Protecting YouTube v3 API key in a client-side application

Question

I'm looking at the following guide: https://developers.google.com/youtube/v3/getting-started

The first step of interacting with YouTube's API is:

You need a Google Account to access the Google Developers Console, request an API key, and register your application.

And they continue on to show an example where they use the key:

URL: https://www.googleapis.com/youtube/v3/videos?id=7lCDEYXw3mM&key=YOUR_API_KEY &part=snippet,contentDetails,statistics,status

I have a client-side application which is used by many people. The application issues search requests to YouTube's API. YouTube's API has a request limit of 50 million requests per day.

Since it's a client-side application, my API key is embedded into the code.

Today, a malicious user scripted something to max out the requests:

I'm wondering what recourse I have to be able to defend against this sort of activity. Is my only option to host a server, route all needs for YouTube's API through my server, and deny requests when they come too frequently?

I have real concerns about implementing something like that. It would effectively double the wait time for every API request and also tax the server a seemingly unnecessary amount, but perhaps it is needed.

Do I have any other options available to me?

Thanks

Answer 1

That is correct. When you make your key make sure you use the REFERERS so that even if they do get your key it will not work for them!

Answer 2

This was due to a quota cost increase, it's temporarily reverted. We'll announce cost changes in http://apiblog.youtube.com/ and https://developers.google.com/youtube/v3/revision_history going forward.

Answer 3

We also see this error, it seems to be too large deviations. results Overview is 813.844, but the APIs are Used 49,379,348 of 50,000,000 requests today

Answer 4

It appears to be a major bug. Same problem here - quota usage spiked like crazy starting on Sept. 3 and requests now cost WAY more than the documentation states.

Someone reported it as a defect in their bug tracking system. I suggest everyone affected go there and star the defect to help call attention to it:

• https://code.google.com/p/gdata-issues/issues/detail?id=6623&q=label%3AAPI-YouTube&sort=-id&colspec=API%20ID%20Type%20Status%20Priority%20Stars%20Summary

Answer 5

Don't think it is a malicious user. I think something's wrong on YouTube's side, since I'm seeing exactly the same issue with API requests made from my app

Answer 6

You can use restriction to secure your API Key.

Use the REFERERS attribute of the public API key. Go to your project in console developers -> API&Auth -> Credentials

• If you use Key for browser applications, REFERERS is a reference to a domain.
• If you use Server key, REFERERS is a reference to a IP. (ip of your server for example)

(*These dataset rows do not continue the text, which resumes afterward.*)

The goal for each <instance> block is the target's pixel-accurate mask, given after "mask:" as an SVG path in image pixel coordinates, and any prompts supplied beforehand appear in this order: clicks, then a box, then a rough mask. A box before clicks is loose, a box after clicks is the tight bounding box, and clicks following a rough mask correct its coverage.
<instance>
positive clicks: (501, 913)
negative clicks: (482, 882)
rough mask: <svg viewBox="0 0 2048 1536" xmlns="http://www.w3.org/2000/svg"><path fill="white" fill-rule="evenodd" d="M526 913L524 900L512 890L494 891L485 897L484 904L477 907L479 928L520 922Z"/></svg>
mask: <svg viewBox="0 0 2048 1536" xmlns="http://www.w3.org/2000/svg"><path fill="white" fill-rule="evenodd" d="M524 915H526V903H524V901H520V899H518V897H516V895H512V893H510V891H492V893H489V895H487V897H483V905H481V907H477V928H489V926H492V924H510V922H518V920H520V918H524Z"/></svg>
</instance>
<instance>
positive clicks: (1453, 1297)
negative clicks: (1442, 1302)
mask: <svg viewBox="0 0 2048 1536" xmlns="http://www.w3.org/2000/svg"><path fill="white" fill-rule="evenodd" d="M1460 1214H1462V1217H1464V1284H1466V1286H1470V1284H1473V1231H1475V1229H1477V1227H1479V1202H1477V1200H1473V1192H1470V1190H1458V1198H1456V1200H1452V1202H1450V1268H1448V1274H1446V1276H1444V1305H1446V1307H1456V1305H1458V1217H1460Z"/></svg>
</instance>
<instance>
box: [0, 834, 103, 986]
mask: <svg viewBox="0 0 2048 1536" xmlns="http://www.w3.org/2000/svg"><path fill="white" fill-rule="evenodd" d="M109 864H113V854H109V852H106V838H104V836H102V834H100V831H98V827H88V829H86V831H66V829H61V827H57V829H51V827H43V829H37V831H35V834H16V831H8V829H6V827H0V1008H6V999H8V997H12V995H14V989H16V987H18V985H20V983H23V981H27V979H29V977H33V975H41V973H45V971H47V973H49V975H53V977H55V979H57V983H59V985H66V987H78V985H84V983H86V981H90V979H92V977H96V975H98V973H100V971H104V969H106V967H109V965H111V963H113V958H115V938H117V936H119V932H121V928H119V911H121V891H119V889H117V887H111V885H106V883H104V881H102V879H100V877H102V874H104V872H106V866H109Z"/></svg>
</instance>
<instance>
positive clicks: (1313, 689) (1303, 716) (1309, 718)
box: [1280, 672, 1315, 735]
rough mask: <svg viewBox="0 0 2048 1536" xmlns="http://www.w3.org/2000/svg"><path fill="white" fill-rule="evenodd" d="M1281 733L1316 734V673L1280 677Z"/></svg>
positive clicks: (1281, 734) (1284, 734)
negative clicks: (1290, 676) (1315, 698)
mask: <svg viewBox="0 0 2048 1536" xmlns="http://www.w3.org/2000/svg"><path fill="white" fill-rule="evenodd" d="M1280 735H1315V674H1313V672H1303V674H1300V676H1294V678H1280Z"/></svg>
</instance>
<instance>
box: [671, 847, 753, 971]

For example, if you use github.io to make live demo of an application, REFERERS will point on http://user.github.io/*

You can read more register your application

• Use a server key if your application runs on a server. Do not use this key outside of your server code. For example, do not embed it in a web page. To prevent quota theft, restrict your key so that requests are only allowed from your servers' source IP addresses.

• Use a browser key if your application runs on a client, such as a web browser. To prevent your key from being used on unauthorized sites, only allow referrals from domains you administer.

A screen to help you :

Answer 7

I propose the following ideas:

• You can make sure the user accessing your page is a human (with Captcha, etc.)
• Hide your API call behind an AJAX call that is triggered by your front-end (like GET /callgoogleapi);
• The handler of AJAX call can set a frequency threshold, i.e. 2 requests per second. If too fast, the API call is not made, and AJAX replies a message like "User operation too fast".